Our theory provides a principled explanation for the Vacuous Movement Hypothesis (VMH) that a wh-subject does not move locally to SPEC-C (Chomsky 1986; George 1980; Ishii 2004):

(46)

Who left?
a.	[C [_TP who₂ [T [_vP who₁ [v …	b.	[_CP who*₃ [C [_TP who₂ [T [_vP who₁ [v …

According to the VMH, the derivation of (46a) and (46b), where who stays in SPEC-T, is chosen over that of (46b), where who undergoes IM to SPEC-C from SPEC-T. In other words, string vacuous wh-movement of a subject is not allowed.

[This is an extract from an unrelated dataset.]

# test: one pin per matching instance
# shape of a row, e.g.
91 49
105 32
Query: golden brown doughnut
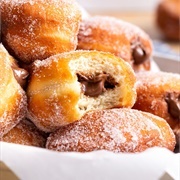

Chomsky (1986: 50) argues that the difference in acceptability between (47a) and (47b) below constitutes evidence for the VMH:

(47)

a.	?he is the man *to whom* _i I wonder [ *who* knew [which book_i to give t_i t_i]]
b.	?*he is the man *to whom* _i I wonder [ *who* John told [which book_i to give t_i t_i]]

According to Chomsky (1986), (47a), which includes relativization from within the wh-island in which who functions as a subject, is more acceptable than (47b), which involves relativization from within the wh-island in which who functions as an object. Chomsky (1986) argues that if the subject who in (47a) does not occupy the embedded SPEC-C, then the embedded SPEC-C serves as an escape hatch for successive-cyclic movement of to whom; to whom moves out of the CP complement of wonder without violating Subjacency. Since the object who in (47b) occupies the embedded SPEC-C, on the other hand, the embedded SPEC-C does not serve as an escape hatch for successive-cyclic movement of to whom; movement of to whom out of the CP complement of wonder violates Subjacency. Hence, the contrast between (47a) and (47b) follows from the VMH.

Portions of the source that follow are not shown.